XX

3.8K 127 95
                                    


Non era sul lato corto e aveva la schiena spaccata in due.

Sono già passate quattro settimane.

Dal dolore sembravano di più. Non aveva mai sofferto di grandi fastidi legati al ciclo, se non quando era sotto forte stress. Allora capitava che tardasse, anche di parecchio, e quando arrivava era accompagnato da fitte lancinanti alla schiena che la inchiodavano a letto. Non riusciva a pensare ad altro, era il risveglio peggiore di tutti, le palpebre incollate, il respiro faticoso, il corpo di piombo e quell'odore metallico che proveniva dal pube.

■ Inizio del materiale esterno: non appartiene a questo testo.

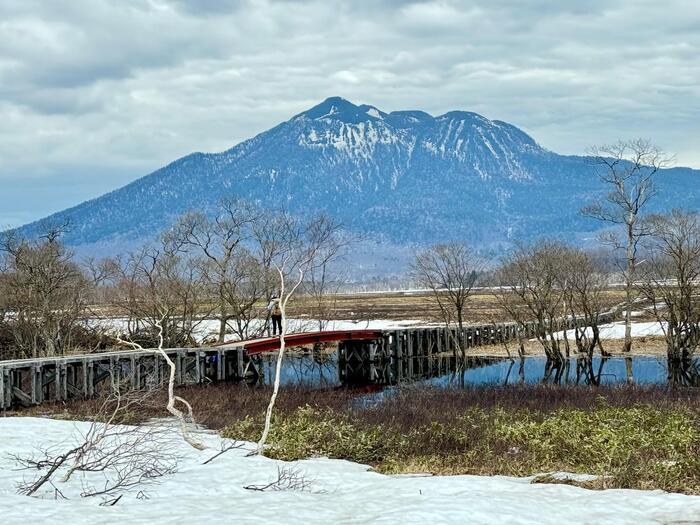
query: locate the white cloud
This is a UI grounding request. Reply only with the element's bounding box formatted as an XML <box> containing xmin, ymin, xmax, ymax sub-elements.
<box><xmin>0</xmin><ymin>0</ymin><xmax>700</xmax><ymax>224</ymax></box>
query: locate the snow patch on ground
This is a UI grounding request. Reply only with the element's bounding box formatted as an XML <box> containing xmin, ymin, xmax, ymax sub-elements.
<box><xmin>0</xmin><ymin>417</ymin><xmax>700</xmax><ymax>525</ymax></box>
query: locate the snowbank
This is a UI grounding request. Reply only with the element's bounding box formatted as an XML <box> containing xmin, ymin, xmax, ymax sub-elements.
<box><xmin>0</xmin><ymin>418</ymin><xmax>700</xmax><ymax>525</ymax></box>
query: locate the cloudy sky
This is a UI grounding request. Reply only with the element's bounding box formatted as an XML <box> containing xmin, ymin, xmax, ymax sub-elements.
<box><xmin>0</xmin><ymin>0</ymin><xmax>700</xmax><ymax>226</ymax></box>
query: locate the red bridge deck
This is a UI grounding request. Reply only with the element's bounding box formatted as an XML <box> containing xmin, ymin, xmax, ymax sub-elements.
<box><xmin>217</xmin><ymin>330</ymin><xmax>383</xmax><ymax>354</ymax></box>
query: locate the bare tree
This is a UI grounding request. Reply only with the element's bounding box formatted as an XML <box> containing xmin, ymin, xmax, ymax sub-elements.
<box><xmin>581</xmin><ymin>139</ymin><xmax>672</xmax><ymax>352</ymax></box>
<box><xmin>15</xmin><ymin>392</ymin><xmax>177</xmax><ymax>497</ymax></box>
<box><xmin>256</xmin><ymin>216</ymin><xmax>341</xmax><ymax>454</ymax></box>
<box><xmin>116</xmin><ymin>314</ymin><xmax>204</xmax><ymax>450</ymax></box>
<box><xmin>169</xmin><ymin>199</ymin><xmax>265</xmax><ymax>343</ymax></box>
<box><xmin>244</xmin><ymin>467</ymin><xmax>322</xmax><ymax>494</ymax></box>
<box><xmin>0</xmin><ymin>224</ymin><xmax>94</xmax><ymax>357</ymax></box>
<box><xmin>496</xmin><ymin>241</ymin><xmax>568</xmax><ymax>362</ymax></box>
<box><xmin>411</xmin><ymin>242</ymin><xmax>484</xmax><ymax>359</ymax></box>
<box><xmin>108</xmin><ymin>240</ymin><xmax>211</xmax><ymax>348</ymax></box>
<box><xmin>557</xmin><ymin>248</ymin><xmax>609</xmax><ymax>384</ymax></box>
<box><xmin>641</xmin><ymin>210</ymin><xmax>700</xmax><ymax>384</ymax></box>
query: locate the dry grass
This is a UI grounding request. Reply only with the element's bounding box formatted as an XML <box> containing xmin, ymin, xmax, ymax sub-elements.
<box><xmin>26</xmin><ymin>383</ymin><xmax>700</xmax><ymax>494</ymax></box>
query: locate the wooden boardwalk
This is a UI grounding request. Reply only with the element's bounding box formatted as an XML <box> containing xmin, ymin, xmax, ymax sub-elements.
<box><xmin>0</xmin><ymin>314</ymin><xmax>607</xmax><ymax>410</ymax></box>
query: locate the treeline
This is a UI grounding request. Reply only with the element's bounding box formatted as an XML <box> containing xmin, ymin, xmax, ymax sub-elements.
<box><xmin>412</xmin><ymin>140</ymin><xmax>700</xmax><ymax>383</ymax></box>
<box><xmin>0</xmin><ymin>199</ymin><xmax>349</xmax><ymax>359</ymax></box>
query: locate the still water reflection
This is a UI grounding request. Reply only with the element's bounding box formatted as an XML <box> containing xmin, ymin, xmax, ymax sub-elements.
<box><xmin>249</xmin><ymin>354</ymin><xmax>700</xmax><ymax>388</ymax></box>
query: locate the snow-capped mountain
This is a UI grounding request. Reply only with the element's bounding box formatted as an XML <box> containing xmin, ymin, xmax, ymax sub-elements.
<box><xmin>12</xmin><ymin>97</ymin><xmax>700</xmax><ymax>272</ymax></box>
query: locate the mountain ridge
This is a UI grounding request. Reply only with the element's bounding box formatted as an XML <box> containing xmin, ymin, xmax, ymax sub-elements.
<box><xmin>12</xmin><ymin>97</ymin><xmax>700</xmax><ymax>270</ymax></box>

Non puzzavo abbastanza, si vede.

Avrebbe voluto illudersi di non essere più lì, ma la luce che inondava il suo carrozzone dall'alto non lasciava speranze: era sul lato sud, rivolta verso la parete, ed era giorno. Era sveglia ma non riusciva a muoversi, la mente si stava riprendendo prima del corpo ma era annebbiata, confusa, riusciva a pensare a una cosa alla volta.

Ho il ciclo. E' la terza volta che ho il ciclo. Sono qui da più di tre mesi.

Fece un conto a spanne, era trascorso Natale, era trascorso Capodanno, c'era stata la settimana di Nicola, poi i giorni addormentati, di cui non sapevano nulla, doveva essere il 18 gennaio, sì, era una data che le piaceva.

Sono sul lato lungo, a sud, dalla luce. Quindi non sono stata abbastanza cattiva. Oppure mi ha scoperta.

Per saperlo avrebbe dovuto aprire gli occhi e vedere lo stato della latrina, o magari se si trovasse nella gabbia di qualcun altro o con qualcun altro.

Chiunque sia lo ammazzo, mi sveglio e lo ammazzo.

Ma gli occhi non collaboravano. Annusò l'aria profondamente, per favorire il risveglio e per sentire meglio gli odori. C'era una puzza disgustosa, in parte dovuta al sangue ma in prevalenza derivata da lei.

Non mi ha lavata.

Primo fatto in suo favore. Spostò una mano e se la portò al viso, se lo sentiva gonfio. I capelli erano sempre luridi, le orecchie anche, una le prudeva molto, forse si stava sviluppando un'infezione. Con enorme sforzo ruotò le spalle per mettersi meglio e allungò lentamente il braccio destro per esplorare il fondo. Il sacchetto c'era, ed era pieno. Negli ultimi due giorni della settimana precedente si era accorta che per la prima volta era avanzato del cibo, e anche se sapeva di essere diventata brava a centellinarlo la ragione era semplice: gliene aveva dato di più e più nutriente. Aveva avanzato anche un goccio d'acqua, e ora la ciotola era di nuovo bella piena.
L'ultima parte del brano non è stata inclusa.